Le débat des communistes, échos de l'Orne

Publié le 20 novembre 2024

Dans le cadre de la conférence nationale, la fédération de l’Orne a organisé deux activités formatives pour alimenter la réflexion et les échanges entre les camarades lors des AG de sections et de l’AG départementale le 7 décembre.

La première activité, animée par Gérard Streiff, avait pour thème « Mieux connaître le Rassemblement national pour mieux le combattre », et la seconde aborde la question du « Pourquoi nous sommes communistes aujourd’hui ? » (animée par Daniel Cling, réalisateur du documentaire « Heureux qui communiste »).

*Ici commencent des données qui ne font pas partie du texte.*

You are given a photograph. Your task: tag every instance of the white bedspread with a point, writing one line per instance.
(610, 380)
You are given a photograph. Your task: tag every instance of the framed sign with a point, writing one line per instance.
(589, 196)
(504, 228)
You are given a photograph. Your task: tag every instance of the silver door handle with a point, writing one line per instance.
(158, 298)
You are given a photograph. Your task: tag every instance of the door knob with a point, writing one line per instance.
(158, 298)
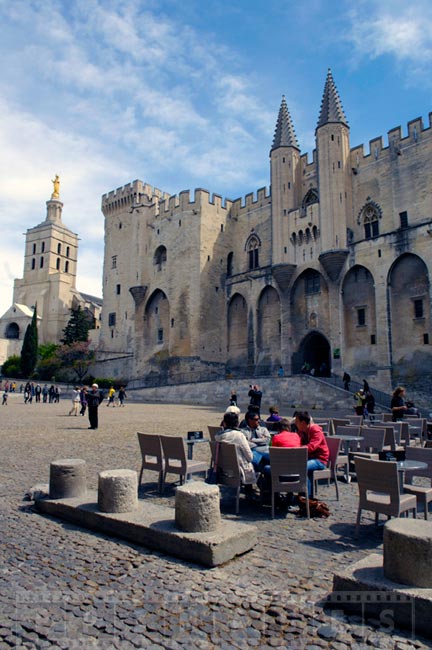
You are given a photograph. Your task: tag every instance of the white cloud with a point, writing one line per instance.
(402, 30)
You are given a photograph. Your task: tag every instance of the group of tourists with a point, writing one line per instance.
(252, 438)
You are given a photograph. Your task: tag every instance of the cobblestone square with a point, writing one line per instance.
(66, 587)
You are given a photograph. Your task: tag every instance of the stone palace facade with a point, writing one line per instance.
(331, 267)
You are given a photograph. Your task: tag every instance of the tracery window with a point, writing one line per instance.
(369, 215)
(252, 248)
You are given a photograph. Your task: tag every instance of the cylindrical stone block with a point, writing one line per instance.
(118, 490)
(67, 478)
(197, 507)
(408, 552)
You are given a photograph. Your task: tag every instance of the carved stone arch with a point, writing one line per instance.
(311, 196)
(252, 242)
(359, 317)
(410, 315)
(269, 329)
(252, 246)
(160, 257)
(237, 355)
(157, 321)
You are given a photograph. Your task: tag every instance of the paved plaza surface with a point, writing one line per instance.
(66, 587)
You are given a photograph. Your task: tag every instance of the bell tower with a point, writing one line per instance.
(50, 266)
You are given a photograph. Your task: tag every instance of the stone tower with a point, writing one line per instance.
(50, 265)
(285, 179)
(334, 179)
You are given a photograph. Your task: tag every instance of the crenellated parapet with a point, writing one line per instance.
(131, 196)
(250, 202)
(397, 143)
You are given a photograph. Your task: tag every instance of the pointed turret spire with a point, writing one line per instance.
(331, 105)
(284, 133)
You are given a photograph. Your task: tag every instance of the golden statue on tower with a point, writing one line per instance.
(56, 190)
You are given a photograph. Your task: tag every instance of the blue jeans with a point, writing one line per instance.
(312, 465)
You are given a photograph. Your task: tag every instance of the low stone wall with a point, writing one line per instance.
(288, 392)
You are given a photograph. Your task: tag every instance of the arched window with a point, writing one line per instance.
(12, 331)
(369, 216)
(252, 247)
(160, 257)
(309, 198)
(230, 259)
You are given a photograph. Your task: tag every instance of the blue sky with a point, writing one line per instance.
(184, 94)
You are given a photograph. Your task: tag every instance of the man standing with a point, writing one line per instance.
(313, 438)
(94, 398)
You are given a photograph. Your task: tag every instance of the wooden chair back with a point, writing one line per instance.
(151, 455)
(373, 439)
(289, 471)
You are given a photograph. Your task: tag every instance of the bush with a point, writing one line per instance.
(106, 382)
(12, 366)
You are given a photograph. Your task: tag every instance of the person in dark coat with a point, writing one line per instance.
(94, 398)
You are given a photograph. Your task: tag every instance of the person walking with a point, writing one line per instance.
(75, 401)
(94, 398)
(111, 396)
(122, 395)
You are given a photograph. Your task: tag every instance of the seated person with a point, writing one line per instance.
(314, 439)
(232, 434)
(273, 418)
(256, 435)
(285, 437)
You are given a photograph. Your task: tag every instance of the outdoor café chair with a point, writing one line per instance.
(423, 493)
(379, 490)
(333, 443)
(176, 461)
(228, 469)
(151, 455)
(288, 472)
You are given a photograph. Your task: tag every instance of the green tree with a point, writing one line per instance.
(12, 366)
(77, 357)
(29, 350)
(77, 327)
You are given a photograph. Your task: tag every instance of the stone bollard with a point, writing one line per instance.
(408, 552)
(197, 508)
(67, 478)
(118, 490)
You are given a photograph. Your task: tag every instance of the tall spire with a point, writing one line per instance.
(284, 133)
(331, 105)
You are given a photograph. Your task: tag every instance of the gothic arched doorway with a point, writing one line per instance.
(315, 352)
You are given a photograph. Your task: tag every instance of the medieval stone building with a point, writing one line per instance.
(331, 267)
(48, 282)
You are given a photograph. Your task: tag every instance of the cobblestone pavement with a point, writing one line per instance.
(66, 587)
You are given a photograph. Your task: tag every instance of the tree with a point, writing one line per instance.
(12, 366)
(77, 327)
(29, 350)
(77, 357)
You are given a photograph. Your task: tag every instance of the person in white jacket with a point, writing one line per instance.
(244, 453)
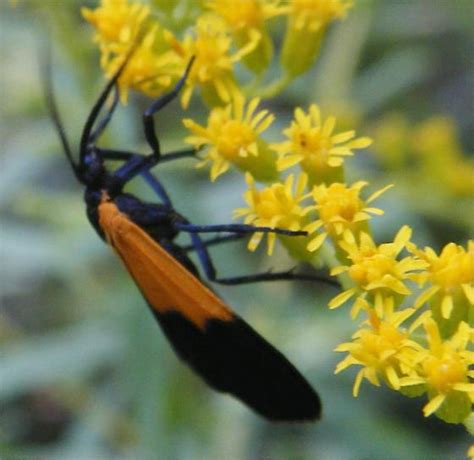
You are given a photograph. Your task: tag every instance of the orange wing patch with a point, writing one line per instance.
(163, 281)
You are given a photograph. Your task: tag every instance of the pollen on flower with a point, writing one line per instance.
(245, 15)
(445, 368)
(275, 206)
(315, 14)
(212, 70)
(122, 26)
(450, 274)
(383, 348)
(376, 270)
(231, 135)
(340, 208)
(312, 143)
(118, 23)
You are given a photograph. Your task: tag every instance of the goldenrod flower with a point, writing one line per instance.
(312, 144)
(246, 19)
(340, 208)
(307, 21)
(276, 206)
(376, 270)
(146, 71)
(118, 23)
(121, 26)
(232, 136)
(243, 15)
(383, 348)
(445, 368)
(212, 71)
(451, 276)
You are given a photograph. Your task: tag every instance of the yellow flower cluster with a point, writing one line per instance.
(417, 304)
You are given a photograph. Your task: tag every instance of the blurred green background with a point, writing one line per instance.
(85, 372)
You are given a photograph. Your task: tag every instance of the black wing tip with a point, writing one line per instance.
(234, 359)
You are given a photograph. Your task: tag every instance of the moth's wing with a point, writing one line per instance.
(213, 340)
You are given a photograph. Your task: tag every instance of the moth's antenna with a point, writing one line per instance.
(91, 119)
(47, 83)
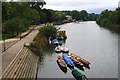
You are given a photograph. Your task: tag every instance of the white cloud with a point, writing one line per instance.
(81, 4)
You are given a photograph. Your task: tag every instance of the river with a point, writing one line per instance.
(90, 41)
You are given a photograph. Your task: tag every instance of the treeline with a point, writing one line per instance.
(17, 17)
(109, 18)
(81, 15)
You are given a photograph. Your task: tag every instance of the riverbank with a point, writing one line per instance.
(112, 27)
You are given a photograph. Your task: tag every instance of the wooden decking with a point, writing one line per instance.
(23, 66)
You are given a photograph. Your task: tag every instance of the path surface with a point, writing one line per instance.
(10, 53)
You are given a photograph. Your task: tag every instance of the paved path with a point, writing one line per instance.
(10, 53)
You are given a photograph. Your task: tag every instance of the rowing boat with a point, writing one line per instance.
(69, 62)
(76, 61)
(61, 62)
(78, 75)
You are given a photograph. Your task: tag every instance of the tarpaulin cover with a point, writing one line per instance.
(77, 74)
(54, 40)
(68, 60)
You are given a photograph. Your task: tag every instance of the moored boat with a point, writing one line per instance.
(65, 50)
(58, 49)
(76, 61)
(61, 62)
(78, 75)
(80, 59)
(68, 60)
(57, 43)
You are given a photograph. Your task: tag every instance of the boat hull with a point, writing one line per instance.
(68, 60)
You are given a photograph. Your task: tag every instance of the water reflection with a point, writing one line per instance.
(64, 69)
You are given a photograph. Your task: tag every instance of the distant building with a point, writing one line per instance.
(69, 17)
(119, 4)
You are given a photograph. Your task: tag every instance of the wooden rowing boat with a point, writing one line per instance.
(61, 62)
(76, 61)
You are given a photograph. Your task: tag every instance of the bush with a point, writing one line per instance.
(48, 30)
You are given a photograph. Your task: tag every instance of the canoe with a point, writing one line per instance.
(54, 40)
(80, 59)
(61, 62)
(76, 61)
(65, 50)
(58, 49)
(69, 62)
(78, 75)
(57, 43)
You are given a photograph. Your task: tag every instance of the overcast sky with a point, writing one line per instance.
(92, 6)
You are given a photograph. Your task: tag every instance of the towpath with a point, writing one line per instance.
(10, 53)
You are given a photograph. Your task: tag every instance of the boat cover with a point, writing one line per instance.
(54, 40)
(78, 74)
(68, 60)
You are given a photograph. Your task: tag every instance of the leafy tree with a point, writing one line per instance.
(48, 31)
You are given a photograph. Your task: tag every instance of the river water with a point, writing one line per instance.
(89, 41)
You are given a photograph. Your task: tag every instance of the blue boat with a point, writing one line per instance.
(68, 60)
(54, 40)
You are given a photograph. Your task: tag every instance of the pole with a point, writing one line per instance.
(4, 45)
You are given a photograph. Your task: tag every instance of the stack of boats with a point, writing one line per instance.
(59, 48)
(69, 60)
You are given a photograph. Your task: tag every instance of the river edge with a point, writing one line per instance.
(112, 27)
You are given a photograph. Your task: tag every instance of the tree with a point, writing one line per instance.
(48, 31)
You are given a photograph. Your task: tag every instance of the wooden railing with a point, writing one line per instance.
(23, 66)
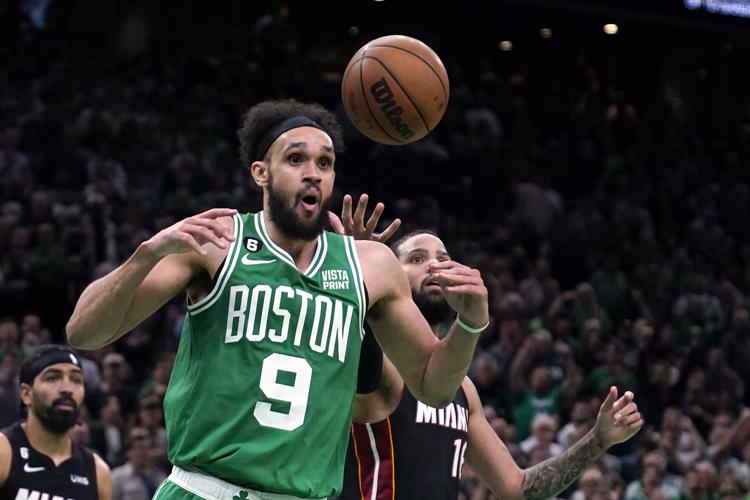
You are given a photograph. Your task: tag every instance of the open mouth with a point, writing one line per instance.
(431, 284)
(310, 199)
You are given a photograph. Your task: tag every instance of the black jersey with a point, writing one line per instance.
(33, 475)
(416, 453)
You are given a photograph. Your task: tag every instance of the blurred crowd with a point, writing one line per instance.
(611, 231)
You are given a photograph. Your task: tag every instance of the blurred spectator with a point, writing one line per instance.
(582, 418)
(151, 418)
(542, 439)
(138, 478)
(107, 432)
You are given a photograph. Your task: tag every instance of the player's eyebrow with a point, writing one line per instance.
(300, 144)
(57, 371)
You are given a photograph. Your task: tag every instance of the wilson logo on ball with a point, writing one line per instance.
(383, 95)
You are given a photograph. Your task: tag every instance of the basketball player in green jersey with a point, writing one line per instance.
(260, 397)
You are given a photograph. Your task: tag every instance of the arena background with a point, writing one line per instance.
(599, 181)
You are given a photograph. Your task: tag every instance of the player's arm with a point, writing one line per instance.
(487, 455)
(380, 404)
(103, 479)
(6, 455)
(618, 421)
(159, 269)
(432, 369)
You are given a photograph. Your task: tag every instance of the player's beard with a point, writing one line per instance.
(53, 419)
(281, 212)
(433, 306)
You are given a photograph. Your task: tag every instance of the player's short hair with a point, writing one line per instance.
(260, 118)
(396, 245)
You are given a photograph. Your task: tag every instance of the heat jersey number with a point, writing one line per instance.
(458, 457)
(296, 394)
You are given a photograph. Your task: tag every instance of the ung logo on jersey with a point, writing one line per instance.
(453, 416)
(335, 279)
(318, 321)
(25, 494)
(75, 478)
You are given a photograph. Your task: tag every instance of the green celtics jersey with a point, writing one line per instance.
(262, 388)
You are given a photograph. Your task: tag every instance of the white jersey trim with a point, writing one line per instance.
(226, 271)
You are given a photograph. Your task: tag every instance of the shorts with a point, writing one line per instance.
(186, 485)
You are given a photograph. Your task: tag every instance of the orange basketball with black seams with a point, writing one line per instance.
(395, 89)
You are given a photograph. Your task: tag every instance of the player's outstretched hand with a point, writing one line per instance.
(354, 225)
(464, 290)
(618, 419)
(193, 232)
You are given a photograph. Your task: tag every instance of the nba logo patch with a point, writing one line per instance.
(252, 245)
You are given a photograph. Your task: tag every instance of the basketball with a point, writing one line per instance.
(395, 90)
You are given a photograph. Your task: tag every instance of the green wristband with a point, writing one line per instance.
(470, 329)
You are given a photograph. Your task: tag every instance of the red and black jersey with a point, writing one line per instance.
(34, 474)
(417, 453)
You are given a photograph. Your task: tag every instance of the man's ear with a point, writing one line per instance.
(25, 394)
(259, 171)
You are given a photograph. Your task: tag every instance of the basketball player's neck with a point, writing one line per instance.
(56, 446)
(302, 251)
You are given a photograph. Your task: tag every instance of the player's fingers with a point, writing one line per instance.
(466, 289)
(215, 213)
(346, 214)
(372, 222)
(446, 278)
(213, 225)
(205, 234)
(336, 224)
(633, 418)
(609, 401)
(389, 231)
(447, 264)
(359, 212)
(627, 410)
(625, 400)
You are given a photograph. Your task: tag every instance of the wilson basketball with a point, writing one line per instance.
(395, 89)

Les militant·e·s de l’Orne prennent au sérieux la préparation de cette conférence nationale qui est un moment important pour notre parti dans cette période complexe. Je ressens chez les communistes de l’Orne une déception du résultat des deux dernières élections. La campagne n’a sans doute pas assez été relayée par les adhérents qui se sont peut-être trop reposés sur Léon et sur Fabien, en escomptant que leurs personnalités suffiraient à remporter des voix.

Pourtant : C’était une liste ouverte sur le monde du travail, qui incluait des représentants syndicaux. Lors de ses déplacements sur le terrain, Léon Deffontaines semblait être bien accueilli par la population. Il semble avoir bénéficié d’un temps d’antenne supérieur aux européennes de 2019. Dans les débats en direct comme dans ses meetings, Léon a réussi à mettre Bardella face à ses contradictions pour « déconstruire le mythe d’un RN défenseur des travailleurs français », en mettant la lumière sur la réalité des votes de l’extrême droite.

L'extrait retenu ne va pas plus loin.